Namun, Times juga memasukkan kutipan dari Deri ini, yang “mencatat bahwa hari Sabat dianggap begitu suci sehingga seseorang tidak dapat menodainya dan kemudian meminta pengampunan.”
Bingung belum? Apakah kegagalan untuk menjalankan Sabat hari ketujuh lebih merupakan kesalahan politik daripada dosa? Apakah itu diturunkan ke tradisi budaya daripada perintah dari Yang Mahakuasa? Bisakah itu disimpan secara lahiriah tetapi tidak secara batiniah? Apakah melanggarnya merupakan titik yang tidak dapat dikembalikan lagi di hadapan Tuhan yang marah dan menuntut?
Menurut Alkitab, hari Sabat seharusnya menjadi “kesenangan”, waktu di mana kita berpaling dari “kesenangan kita sendiri” (Yesaya 58:13) dan mencari kehendak Tuhan. Ini akan menjadi hari di mana kita memperbaiki hubungan yang rusak dengan Allah yang disebabkan oleh dosa (ay. 12); di mana kita “memuaskan jiwa yang menderita” (ay. 10), menunjukkan kepada orang lain kasih Allah yang tak berkesudahan bagi kita; di mana kita disembuhkan dan disembuhkan oleh Tabib Agung ini (Matius 12:9-13); dimana kita berkumpul untuk menyembah Dia (Imamat 23:3).
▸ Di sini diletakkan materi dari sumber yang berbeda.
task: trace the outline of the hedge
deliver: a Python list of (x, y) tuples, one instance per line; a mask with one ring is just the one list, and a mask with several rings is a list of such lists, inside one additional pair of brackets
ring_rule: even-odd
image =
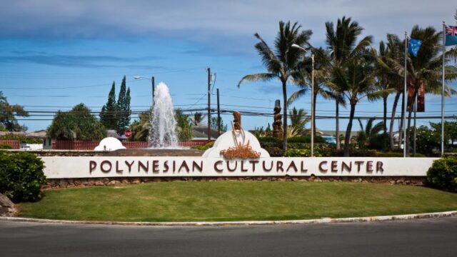
[(32, 153), (0, 151), (0, 193), (16, 203), (39, 200), (46, 183), (44, 168), (43, 161)]
[(427, 184), (431, 187), (457, 191), (457, 158), (446, 157), (433, 161), (427, 171)]

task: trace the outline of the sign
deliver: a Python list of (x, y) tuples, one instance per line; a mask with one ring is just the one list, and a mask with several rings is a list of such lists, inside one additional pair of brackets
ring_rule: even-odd
[(437, 158), (44, 156), (48, 178), (224, 176), (426, 176)]
[(126, 137), (128, 138), (131, 136), (131, 131), (130, 129), (127, 129), (124, 134), (126, 135)]

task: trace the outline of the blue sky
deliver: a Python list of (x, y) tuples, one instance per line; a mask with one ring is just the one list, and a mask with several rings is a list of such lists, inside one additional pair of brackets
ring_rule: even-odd
[[(11, 104), (31, 111), (66, 110), (84, 103), (94, 111), (106, 101), (113, 81), (124, 75), (134, 110), (151, 104), (150, 82), (133, 76), (154, 76), (170, 88), (175, 105), (205, 108), (206, 71), (216, 74), (221, 108), (272, 112), (282, 99), (278, 81), (236, 84), (245, 74), (262, 72), (253, 45), (258, 32), (273, 44), (280, 20), (298, 21), (313, 32), (311, 42), (323, 44), (324, 24), (351, 16), (374, 36), (401, 35), (415, 24), (440, 29), (455, 24), (451, 1), (2, 1), (0, 5), (0, 91)], [(454, 4), (455, 5), (455, 4)], [(297, 88), (290, 86), (291, 94)], [(214, 89), (216, 93), (216, 89)], [(216, 97), (212, 98), (216, 103)], [(426, 96), (425, 115), (439, 115), (440, 99)], [(455, 98), (446, 113), (457, 113)], [(310, 109), (305, 96), (296, 106)], [(331, 115), (334, 103), (318, 100), (318, 115)], [(342, 116), (348, 114), (342, 110)], [(382, 115), (381, 103), (362, 102), (356, 115)], [(390, 111), (390, 108), (389, 108)], [(422, 115), (422, 114), (421, 114)], [(21, 120), (29, 131), (46, 128), (49, 116)], [(226, 124), (231, 115), (224, 115)], [(271, 117), (245, 116), (246, 128), (266, 126)], [(346, 128), (346, 121), (340, 129)], [(419, 125), (429, 121), (420, 120)], [(318, 120), (334, 129), (333, 119)], [(355, 126), (354, 130), (358, 126)]]

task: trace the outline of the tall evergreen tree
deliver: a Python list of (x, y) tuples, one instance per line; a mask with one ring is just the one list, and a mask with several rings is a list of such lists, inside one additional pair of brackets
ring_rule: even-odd
[(117, 99), (117, 127), (118, 133), (122, 133), (130, 124), (130, 89), (126, 90), (126, 76), (122, 79), (121, 89)]
[(113, 81), (113, 86), (111, 86), (111, 90), (108, 95), (108, 101), (106, 104), (104, 105), (101, 108), (101, 112), (100, 113), (100, 121), (108, 129), (116, 129), (117, 128), (117, 115), (116, 111), (117, 111), (117, 106), (116, 104), (116, 85)]

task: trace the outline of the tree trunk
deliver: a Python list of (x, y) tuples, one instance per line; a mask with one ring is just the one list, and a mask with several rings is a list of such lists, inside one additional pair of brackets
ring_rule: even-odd
[(340, 142), (340, 103), (338, 99), (335, 100), (336, 103), (336, 107), (335, 109), (335, 137), (336, 138), (336, 149), (341, 148), (341, 143)]
[(346, 136), (344, 137), (344, 157), (349, 157), (349, 144), (351, 143), (351, 131), (352, 131), (352, 121), (354, 119), (356, 112), (356, 103), (351, 101), (351, 114), (349, 115), (349, 122), (346, 129)]
[(317, 92), (314, 92), (314, 96), (313, 96), (313, 128), (314, 129), (314, 136), (316, 136), (316, 99), (317, 98)]
[[(404, 96), (405, 94), (401, 93), (402, 96)], [(401, 149), (401, 141), (403, 140), (403, 121), (405, 117), (405, 97), (402, 97), (401, 99), (401, 119), (400, 120), (400, 128), (398, 128), (398, 150)], [(403, 144), (403, 147), (405, 145)]]
[(391, 141), (391, 151), (393, 151), (393, 124), (395, 123), (395, 114), (397, 109), (397, 105), (398, 104), (398, 100), (401, 93), (397, 92), (393, 99), (393, 106), (392, 107), (392, 114), (391, 115), (391, 126), (388, 131), (388, 137)]
[(386, 135), (387, 134), (387, 96), (383, 96), (383, 105), (384, 107), (383, 109), (383, 121), (384, 123), (383, 129), (383, 149), (386, 149), (387, 146), (387, 138), (386, 138)]
[(282, 81), (283, 84), (283, 148), (287, 150), (287, 81)]

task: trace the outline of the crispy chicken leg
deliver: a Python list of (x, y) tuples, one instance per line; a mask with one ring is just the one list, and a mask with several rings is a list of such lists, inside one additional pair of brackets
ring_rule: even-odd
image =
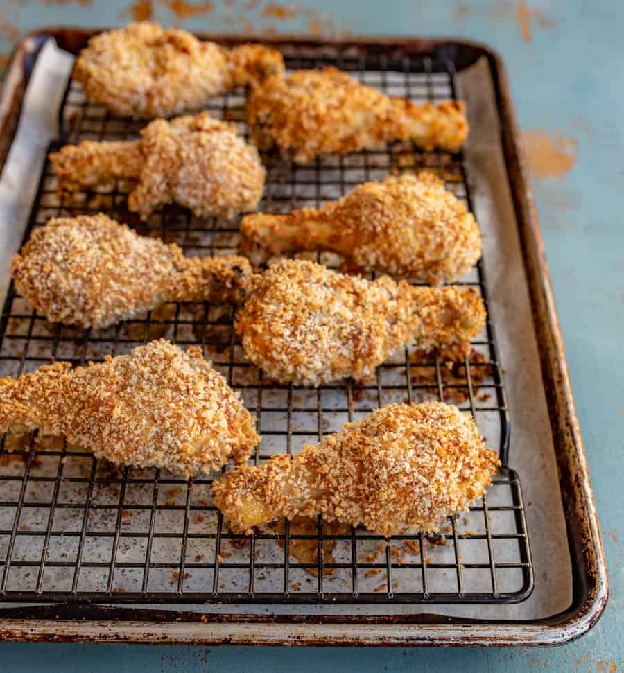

Inilah perhentian yang Tuhan undang kepada kita pada hari ketujuh—peristirahatan dari dunia yang melelahkan ini, peremajaan di dalam Dia. Itu pasti terdengar berbeda dari bagaimana artikel-artikel ini menggambarkan hari Sabat, bukan?
Apakah Anda ingin tahu lebih banyak tentang hari ketujuh ini? Kemudian, kami mengundang Anda untuk mendengarkan pesan yang kuat dan informatif ini “Hari Istimewa Tuhan.” Pelajari arti sebenarnya dari hari Sabat dengan cara yang terbaik—langsung dari Firman Tuhan.